The fish (O. niloticus, Gift strain, 20 g mean weight) were purchased from Beijing Fisheries Technology Extension Center, Hainan Station, China and were acclimated at 25 ± 1 °C. The fish were fed twice daily with commercial pellets for two weeks before experiments.
Mid-log phase E. tarda was centrifugated, resuspended with PBS and diluted with PBS to different concentrations (1 × 107, 5 × 107, 1 × 108, 5 × 108, 1 × 109 CFU/mL). A total of 30 O. niloticus were randomly divided into 5 groups (6 fish/group). Fish were intraperitoneally injected with E. tarda (200 μL/fish), and the survival rate of fish was recorded for 6 d to obtain an LC50 and LC100 of E. tarda.
O. niloticus (6 fish/group) were intraperitoneally injected with LC100 of E. tarda, followed 30 min later by 200 µL N6NH2 (2.5, 5, and 10 mg/kg, respectively). Norfloxacin was used as a positive control. Fish injected with only bacteria or saline served as negative (untreated) or blank (unchallenged) controls, respectively. Fish treated with norfloxacin (1.29 mg/kg) at the equimolar highest concentration of peptide were used as a positive control. The fish survival rate was recorded daily for 5 d. Two independent experiments were conducted, including pre-experiment and formal experiment.
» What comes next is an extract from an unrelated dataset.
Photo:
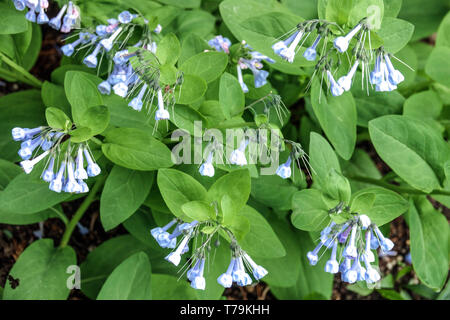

4.9.2. Inhibition of Bacterial Translocation

Sixty fish were randomly divided into 6 groups (10 fish/group). Among them, 5 groups were treated with N6NH2 (with doses of 2.5, 5, and 10 mg/kg) and norfloxacin (1.29 mg/kg), respectively. The remaining untreated group served as negative control. The fish injected with saline were used as the blank control. The challenge and treatment were performed as described above. The kidney, liver, spleen and blood samples (3 fish/group) were taken after 18 h and homogenized in sterile PBS for the CFU assay to evaluate E. tarda translocation. Other fish were used to analyze the effects on tissues and immune genes.

4.9.3. Histopathological Changes of Tissues

The spleen, kidney, liver, intestine and brain samples (3 fish/group) were used for tissue section observation. After 24 h of fixation, all samples were dehydrated with 75–95% ethanol, embedded in paraffin and cut to 6 μm thin sections. Sections were stained with hematoxylin and eosin and observed by a light microscope.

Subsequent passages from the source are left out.